For eighteen months, Piper was investigated by William James, a psychologist so eminent that he is sometimes called “the father of American psychology.” On page 268 of this link, in the article on Piper, we read that in the Proceedings of the Society for Psychical Research, James concluded the following: “And I repeat again what I said before, that, taking everything that I know of Mrs. Piper into account, the result is to make me feel as absolutely certain as I am of any personal fact in the world that she knows things in her trances which she cannot possibly have heard in her waking state, and that the definite philosophy of her trances is yet to be found.’’ An arch-skeptic (Richard Hodgson) was brought in to investigate, and even resorted to hiring private investigators to search for evidence of fraud. None was found, and Hodgson ended up avowing to the authenticity of Piper.

Bell also completely fails to mention the Society's work documenting reports of apparitions seen by credible witnesses. The culmination of that work was a 1000-page two-volume work by three members of the Society (psychologist Edmund Gurney, Frederic Myers and Frank Podmore), entitled Phantasms of the Living, which can be read online here and here

The very careful scholarly work Phantasms of the Living provided many hundreds of well-documented cases of people seeing apparitions or ghosts. You can read summaries of many of the accounts here and here and here and here  and here and here. A type of case very commonly reported was when someone would unexpectedly see an apparition of someone he did not know was dead, only to find out later that such a person had recently died. Very many such accounts can be read using the links I just gave.

Far from providing some natural explanation for ghosts, the massive scholarly work Phantasms of the Living failed to do any such thing, and made it look more likely than ever that there is no natural explanation for ghosts and apparitions. Again and again, the accounts in the book were just the type of thing we would expect if a human soul survives death and leaves the body after death.

What do we hear about Leonora Piper in Bell's account? Not a word, nor does he mention the equally dramatic Victorian case of Eusapia Palladino. What do we hear about Phantasms of the Living in Bell's account? Not a word. He mentions the physicist William Barrett, failing to tell us that Barrett authored the book Deathbed Visions giving many accounts of people seeing apparitions, without  offering any natural explanation for such sightings. Under a misleading heading “Debunking the bump in the night,” Bell merely says the following, trying to make it sound as if the Society for Psychical Research had somehow debunked the paranormal:

Various subcommittees investigated hypnotism, telepathy, seances and hauntings). Their work helped expose frauds and they were careful to apply scientific controls to their investigations.”

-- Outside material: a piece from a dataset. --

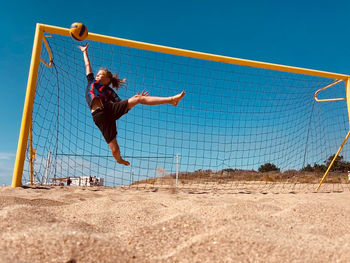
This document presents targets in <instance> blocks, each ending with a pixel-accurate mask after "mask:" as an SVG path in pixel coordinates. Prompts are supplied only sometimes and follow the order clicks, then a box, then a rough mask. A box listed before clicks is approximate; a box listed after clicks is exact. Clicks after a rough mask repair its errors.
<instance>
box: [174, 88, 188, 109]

Not one word is mentioned by Bell about all the evidence for the paranormal gathered by the Society for Psychical Research. Bell ends by approvingly quoting some person in 1882 who made the stupid statement that scientists must engage in “careful abstention from dangerous trains of thought,” which sounds like something we would hear not from a scientist but from a dogmatic religionist. 

The title of Bell's article is very misleading. His title claims “Victorian scientists thought they'd found an explanation for ghosts,” but he mentions only one such scientist (who did not actually claim to have an explanation for ghosts, but only for turning tables). A more accurate title to describe a full discussion of Victorian scientists and the paranormal would be “Victorian scientists found good evidence for the paranormal all over the place.”